Forensic linguistics and voice biometrics in Australia: distinguishing myth from reality

 

6.30 Wednesday 29 August 2012: Annual General Meeting
Drawing Room, University House, Balmain Crescent, ANU.
Followed by a buffet dinner and a talk from Dr Paul Sidwell — Forensic linguistics and voice biometrics in Australia: distinguishing myth from reality

The AGM will consider the following resolutions:

  1. that the descriptor ‘full member’ be replaced by ‘professional member’
  2. that the newsletter will no longer be printed, and produced only electronically
  3. that new members be charged a pro-rata membership fee in their first year of membership.

The first resolution requires a ‘special resolution’ because it changes the constitution, which requires a three-quarters majority of the approximately 80 CSE full members to be passed. You can cast a proxy vote: details of the agenda and the resolution are in the July/August newsletter and have been emailed out to all members.

A buffet dinner will be served after the AGM, at approximately 7.30. There will be a choice of vegetarian and non-vegetarian dishes, and dessert. The cost of dinner is $40 for members: you must register and pay in advance.

After dinner, Dr Paul Sidwell will speak about forensic linguistics, a diverse field that not only has applications in legal and criminal investigation, but also makes important contributions to the military, government and business, and can contribute to literary, historical and cultural studies. The challenge is to find specifically individuating information – whether in an audio recording or a written text – be it a murder inquiry or a dispute over who wrote Shakespeare’s plays. Forensic science is now well entrenched in popular culture, but the stories and events we see on our screen have little to with reality and more to do with validating non-scientific thinking. In this talk he will unpick some of the myths of popular culture and take you behind the scenes.

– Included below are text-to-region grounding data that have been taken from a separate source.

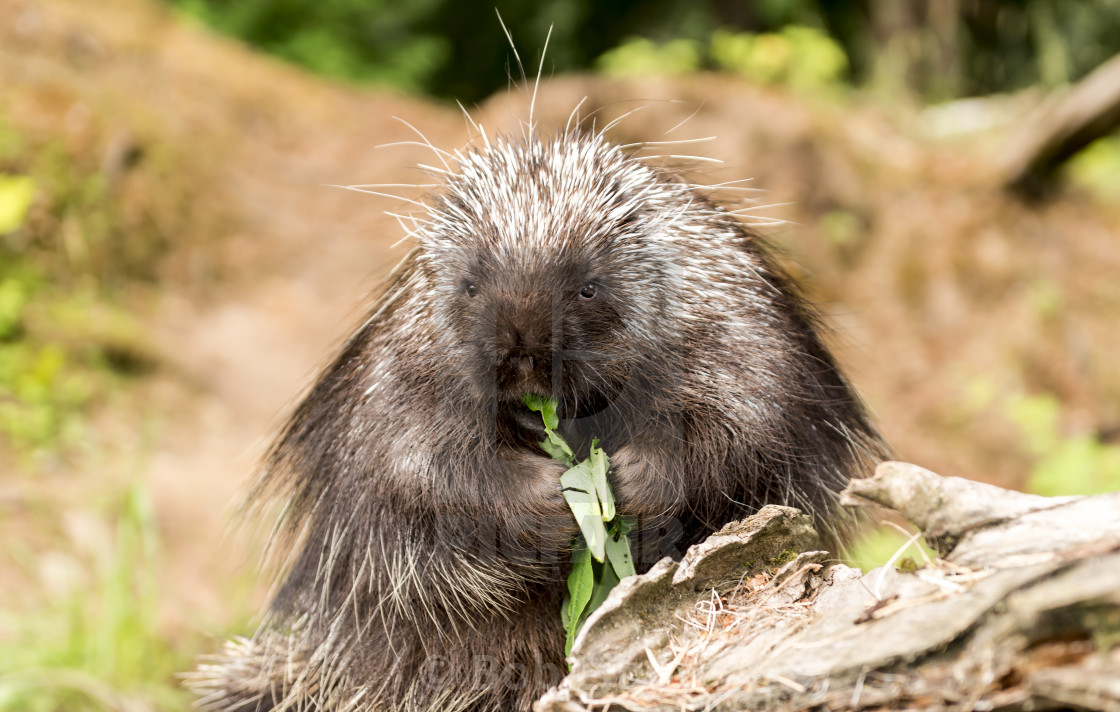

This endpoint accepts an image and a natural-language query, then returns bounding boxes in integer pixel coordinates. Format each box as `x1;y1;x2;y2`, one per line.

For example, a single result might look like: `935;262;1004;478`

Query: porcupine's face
422;133;678;431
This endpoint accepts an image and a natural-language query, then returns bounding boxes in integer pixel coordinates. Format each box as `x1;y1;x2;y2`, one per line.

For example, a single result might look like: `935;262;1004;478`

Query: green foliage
164;0;718;102
0;174;35;234
1;268;92;458
523;392;572;462
1069;135;1120;199
161;0;1120;103
1019;0;1120;91
963;377;1120;497
559;458;607;559
596;26;847;90
1007;392;1120;496
171;0;450;92
0;119;158;463
845;527;936;573
0;485;190;712
523;395;635;656
596;37;701;77
711;26;847;90
0;251;152;463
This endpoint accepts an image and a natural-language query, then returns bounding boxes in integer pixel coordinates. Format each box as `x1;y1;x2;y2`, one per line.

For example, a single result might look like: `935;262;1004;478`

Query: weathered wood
537;462;1120;712
1004;51;1120;198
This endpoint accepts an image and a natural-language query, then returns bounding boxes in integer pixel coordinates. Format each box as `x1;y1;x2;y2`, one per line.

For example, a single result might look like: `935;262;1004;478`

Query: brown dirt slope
1;0;466;622
2;0;1119;642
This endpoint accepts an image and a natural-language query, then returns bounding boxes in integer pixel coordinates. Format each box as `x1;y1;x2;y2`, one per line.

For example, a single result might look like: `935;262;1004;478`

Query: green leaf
564;544;595;656
567;556;623;657
588;438;614;521
585;558;620;620
605;521;636;579
523;392;559;430
539;435;573;463
524;393;574;464
561;461;607;561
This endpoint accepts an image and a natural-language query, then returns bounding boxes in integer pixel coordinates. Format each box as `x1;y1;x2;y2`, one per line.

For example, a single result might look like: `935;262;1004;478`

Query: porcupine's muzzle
493;294;554;401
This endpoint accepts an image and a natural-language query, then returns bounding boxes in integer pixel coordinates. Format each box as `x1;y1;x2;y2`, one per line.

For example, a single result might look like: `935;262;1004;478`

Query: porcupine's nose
495;326;548;372
494;296;551;377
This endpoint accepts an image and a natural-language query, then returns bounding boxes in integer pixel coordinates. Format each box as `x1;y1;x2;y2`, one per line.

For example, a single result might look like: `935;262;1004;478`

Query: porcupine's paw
608;441;685;517
498;451;577;556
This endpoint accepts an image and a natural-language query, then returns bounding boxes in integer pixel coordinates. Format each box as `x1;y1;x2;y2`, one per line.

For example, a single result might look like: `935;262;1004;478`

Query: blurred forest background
3;0;1120;709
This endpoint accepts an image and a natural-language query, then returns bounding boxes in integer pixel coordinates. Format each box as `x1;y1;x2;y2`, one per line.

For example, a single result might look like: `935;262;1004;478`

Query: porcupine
191;112;887;712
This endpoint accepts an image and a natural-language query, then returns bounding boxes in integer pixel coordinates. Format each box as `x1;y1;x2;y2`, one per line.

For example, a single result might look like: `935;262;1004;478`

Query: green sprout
523;395;636;656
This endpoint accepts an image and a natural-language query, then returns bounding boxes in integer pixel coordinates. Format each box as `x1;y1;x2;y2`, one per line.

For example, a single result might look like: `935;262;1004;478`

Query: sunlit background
3;0;1120;709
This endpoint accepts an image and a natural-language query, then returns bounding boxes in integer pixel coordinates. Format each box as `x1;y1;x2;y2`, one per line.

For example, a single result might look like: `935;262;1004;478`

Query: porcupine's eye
465;282;478;298
579;283;597;300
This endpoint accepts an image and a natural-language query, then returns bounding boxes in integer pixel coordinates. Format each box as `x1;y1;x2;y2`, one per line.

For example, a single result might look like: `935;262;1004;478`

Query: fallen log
1004;51;1120;199
537;462;1120;711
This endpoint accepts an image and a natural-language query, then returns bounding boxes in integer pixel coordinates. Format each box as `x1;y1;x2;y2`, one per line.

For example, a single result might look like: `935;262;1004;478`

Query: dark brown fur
191;130;887;711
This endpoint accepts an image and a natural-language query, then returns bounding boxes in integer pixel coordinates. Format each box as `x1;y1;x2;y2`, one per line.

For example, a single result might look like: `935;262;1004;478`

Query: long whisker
392;117;452;171
327;185;429;210
456;100;484;140
529;24;554;131
496;9;526;87
664;102;704;135
620;136;717;150
565;96;589;133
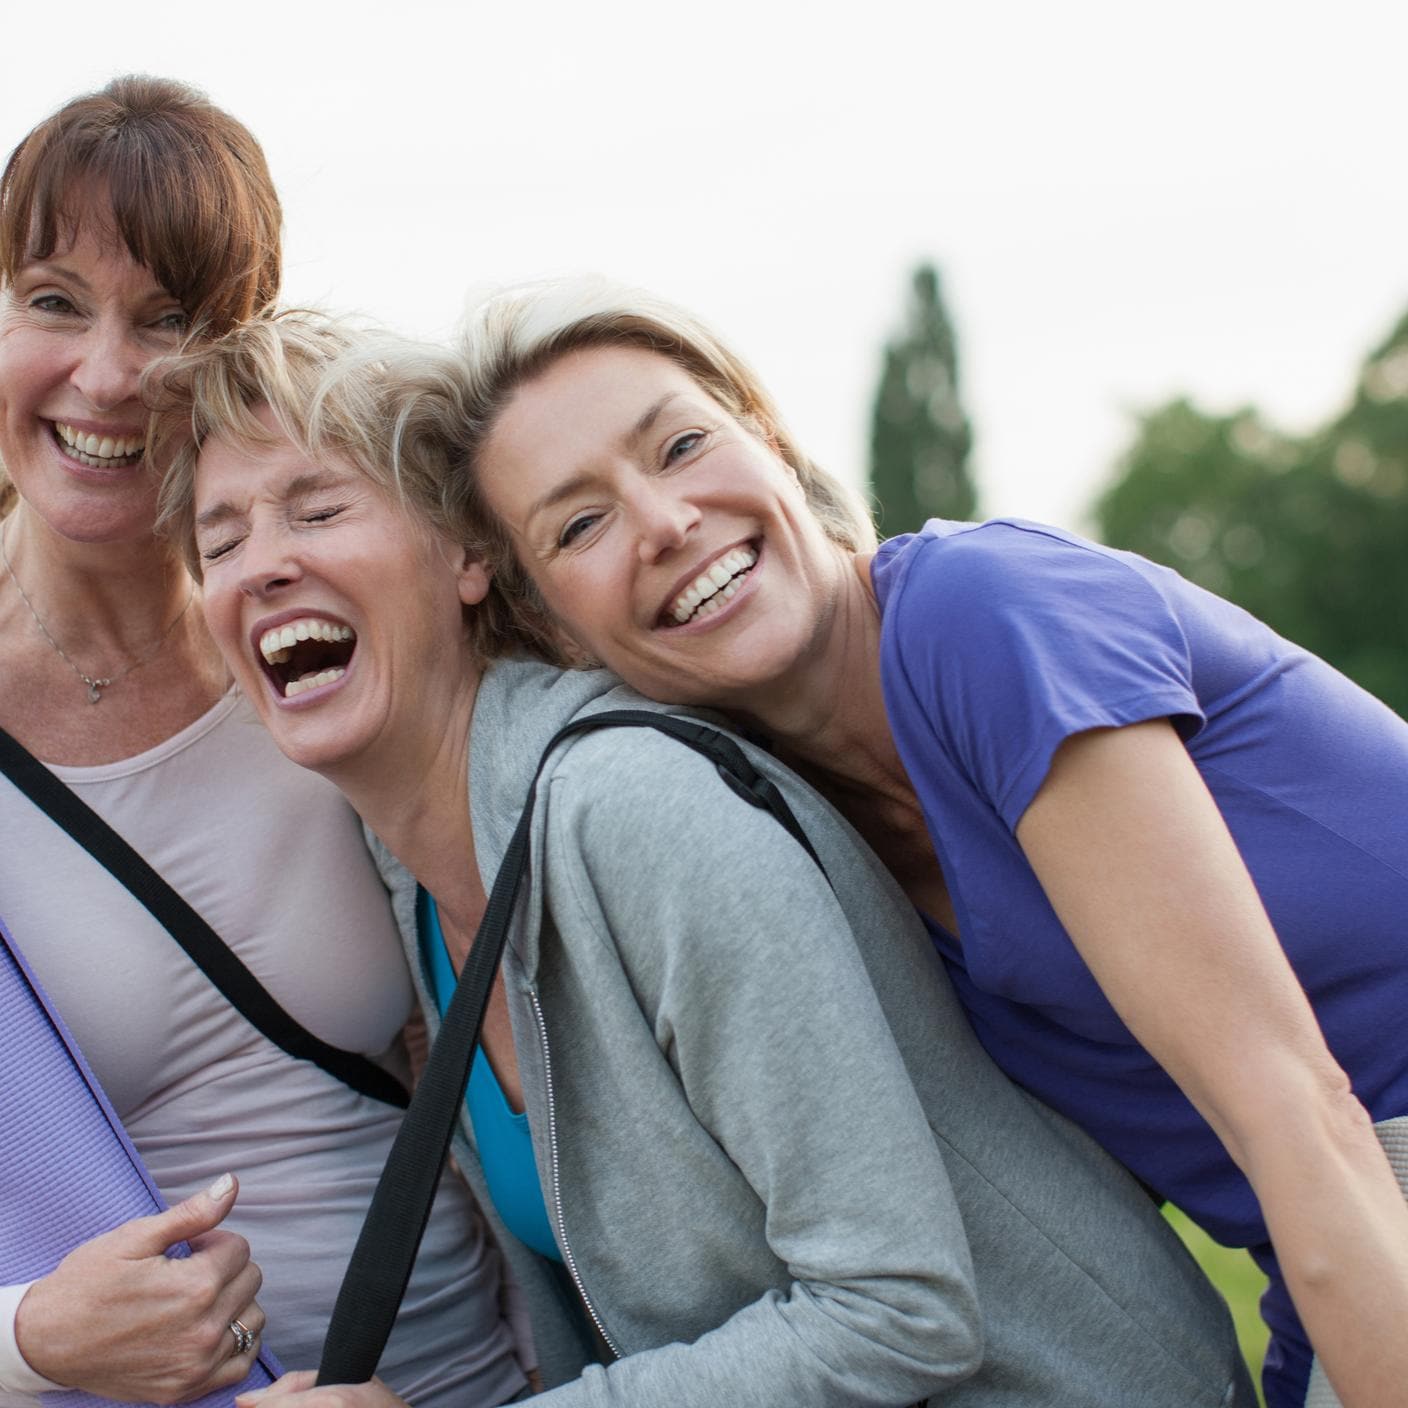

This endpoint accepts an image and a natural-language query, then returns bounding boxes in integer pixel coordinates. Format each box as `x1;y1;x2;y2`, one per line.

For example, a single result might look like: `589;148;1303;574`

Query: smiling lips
258;617;357;698
666;545;758;625
53;421;145;468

Dr Sidwell is a senior lecturer in linguistics at the ANU, teaching phonetics and forensic linguistics, and consults as a forensic expert for the NSW Police. He also has a substantial interest in Mainland Southeast Asian languages and directs several research projects hosted by the Centre for Research in Computational Linguistics in Bangkok. Paul is also actively involved in academic publishing, being Managing Editor for Asia-Pacific Linguistics at ANU and also edits the Journal of the Southeast Asian Linguistics Society and Mon-Khmer Studies. He has lived in Canberra since 1999, after graduating from the University of Melbourne.